A mathematical model of CAR-T cell therapy in combination with chemotherapy for malignant gliomas

TL;DR

This paper develops a mathematical model to analyze the combined effects of chemotherapy and CAR-T cell therapy on malignant gliomas, providing insights into optimal treatment strategies and tumor dynamics.

Contribution

It introduces a novel five-dimensional dynamical system model with impulsive inputs for combined MG therapies and explores optimal treatment protocols through in silico trials.

Findings

Constant combined therapy can eradicate tumors under certain conditions.

Tumor growth rate and therapy efficacy are key factors influencing survival.

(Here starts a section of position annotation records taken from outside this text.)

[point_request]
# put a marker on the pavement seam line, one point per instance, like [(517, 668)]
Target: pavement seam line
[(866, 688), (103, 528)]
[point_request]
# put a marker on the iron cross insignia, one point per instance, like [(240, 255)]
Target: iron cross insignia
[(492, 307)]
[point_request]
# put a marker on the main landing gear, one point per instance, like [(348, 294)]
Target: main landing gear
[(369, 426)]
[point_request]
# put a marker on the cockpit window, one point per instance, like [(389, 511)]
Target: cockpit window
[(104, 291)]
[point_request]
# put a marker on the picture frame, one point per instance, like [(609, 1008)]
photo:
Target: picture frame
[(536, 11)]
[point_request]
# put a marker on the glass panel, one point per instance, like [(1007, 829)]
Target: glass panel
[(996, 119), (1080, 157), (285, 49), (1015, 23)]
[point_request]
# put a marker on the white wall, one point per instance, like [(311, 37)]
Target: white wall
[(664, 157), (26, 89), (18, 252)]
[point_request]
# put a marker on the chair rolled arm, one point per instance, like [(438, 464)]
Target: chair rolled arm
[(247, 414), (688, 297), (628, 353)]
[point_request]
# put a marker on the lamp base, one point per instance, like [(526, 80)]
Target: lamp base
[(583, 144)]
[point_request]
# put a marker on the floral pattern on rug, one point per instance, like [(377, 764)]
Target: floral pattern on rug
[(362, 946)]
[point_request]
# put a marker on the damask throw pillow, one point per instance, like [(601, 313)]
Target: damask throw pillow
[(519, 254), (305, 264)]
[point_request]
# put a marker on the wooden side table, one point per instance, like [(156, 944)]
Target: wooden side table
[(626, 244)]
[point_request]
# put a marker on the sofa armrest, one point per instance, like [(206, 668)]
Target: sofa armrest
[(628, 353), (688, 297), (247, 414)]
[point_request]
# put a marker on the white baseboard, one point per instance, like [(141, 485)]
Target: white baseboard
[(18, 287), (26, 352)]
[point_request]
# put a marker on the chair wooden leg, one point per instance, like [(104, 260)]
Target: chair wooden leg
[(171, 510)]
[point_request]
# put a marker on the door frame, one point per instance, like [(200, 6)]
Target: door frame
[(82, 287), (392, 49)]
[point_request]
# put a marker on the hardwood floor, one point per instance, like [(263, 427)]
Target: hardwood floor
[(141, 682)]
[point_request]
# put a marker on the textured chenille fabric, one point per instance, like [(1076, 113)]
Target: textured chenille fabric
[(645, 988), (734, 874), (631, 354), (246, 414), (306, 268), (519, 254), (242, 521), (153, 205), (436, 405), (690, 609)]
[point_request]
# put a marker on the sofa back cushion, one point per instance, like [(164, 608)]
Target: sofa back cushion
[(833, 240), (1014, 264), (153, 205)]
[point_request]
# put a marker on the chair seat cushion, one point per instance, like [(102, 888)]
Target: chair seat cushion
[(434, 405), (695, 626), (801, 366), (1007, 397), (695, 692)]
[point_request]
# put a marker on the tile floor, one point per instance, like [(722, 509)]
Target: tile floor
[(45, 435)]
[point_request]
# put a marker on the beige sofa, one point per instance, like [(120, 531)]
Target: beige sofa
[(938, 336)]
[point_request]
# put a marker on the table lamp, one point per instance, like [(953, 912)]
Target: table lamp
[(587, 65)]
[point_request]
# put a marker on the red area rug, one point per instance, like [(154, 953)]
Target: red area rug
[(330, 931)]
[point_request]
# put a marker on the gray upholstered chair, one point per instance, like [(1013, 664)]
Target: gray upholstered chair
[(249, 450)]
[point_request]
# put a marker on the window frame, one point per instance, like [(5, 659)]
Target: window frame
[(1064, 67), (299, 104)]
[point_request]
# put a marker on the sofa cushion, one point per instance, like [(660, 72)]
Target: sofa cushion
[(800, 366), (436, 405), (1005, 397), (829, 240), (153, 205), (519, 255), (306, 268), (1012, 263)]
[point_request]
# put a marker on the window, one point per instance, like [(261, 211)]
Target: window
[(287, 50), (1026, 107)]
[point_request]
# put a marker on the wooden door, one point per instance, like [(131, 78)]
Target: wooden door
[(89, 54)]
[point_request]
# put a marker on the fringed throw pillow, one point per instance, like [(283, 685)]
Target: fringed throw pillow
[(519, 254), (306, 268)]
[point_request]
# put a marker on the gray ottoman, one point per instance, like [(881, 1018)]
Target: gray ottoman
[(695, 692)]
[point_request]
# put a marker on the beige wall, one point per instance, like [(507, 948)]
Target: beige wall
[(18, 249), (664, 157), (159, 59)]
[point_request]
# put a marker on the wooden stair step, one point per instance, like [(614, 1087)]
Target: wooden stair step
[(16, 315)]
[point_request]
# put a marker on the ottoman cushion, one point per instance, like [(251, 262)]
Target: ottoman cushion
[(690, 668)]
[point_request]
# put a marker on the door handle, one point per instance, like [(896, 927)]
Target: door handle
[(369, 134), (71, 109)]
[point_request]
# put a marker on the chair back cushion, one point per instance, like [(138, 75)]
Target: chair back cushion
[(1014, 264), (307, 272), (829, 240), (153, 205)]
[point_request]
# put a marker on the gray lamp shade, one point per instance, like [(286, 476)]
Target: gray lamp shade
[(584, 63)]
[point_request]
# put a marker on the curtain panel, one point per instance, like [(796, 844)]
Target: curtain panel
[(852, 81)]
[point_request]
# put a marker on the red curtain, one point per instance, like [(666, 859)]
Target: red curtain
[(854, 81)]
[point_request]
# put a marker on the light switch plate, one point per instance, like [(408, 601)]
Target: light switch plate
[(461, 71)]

In silico trials identify optimal treatment combinations for different tumor resistance profiles.

Abstract

We study the dynamics and interactions between combined chemotherapy and chimeric antigen receptor (CAR-T) cells therapy and malignant gliomas (MG). MG is one of the most common primary brain tumor, with high resistance to therapy and unfavorable prognosis. Here, we develop a mathematical model that describes the application of chemo- and CAR-T cell therapies and the dynamics of sensitive and resistant populations of tumor cells. This model is a five-dimensional dynamical system with impulsive inputs corresponding to clinical administration of chemo- and immunotherapy. We provide a proof of non-negativeness of solutions of the proposed model for non-negative initial data. We demonstrate that if we apply both therapies only once, the trajectories will be attracted to an invariant surface that corresponds to the tumor carrying capacity. On the other hand, if we apply both treatments constantly, we find regions of the parameter where the tumor is eradicated. Moreover, we study applications of different combinations of the above treatments in order to find an optimal combination at the population level. To this aim, we generate a population of $10^{4}$ virtual patients with the model parameters uniformly distributed in the medically relevant ranges and perform \emph{in silico} trials with different combinations of treatments. We obtain optimal protocols for several different relations of tumor growth rates between sensitive and drug resistant cells. We demonstrate that the tumor growth rate, efficacy of chemotherapy, and tumor immunosuppression are the parameters that mostly impact survival time in \emph{in silico} trials. We believe that our results provide new theoretical insights to guide the design of clinical trials for MG therapies.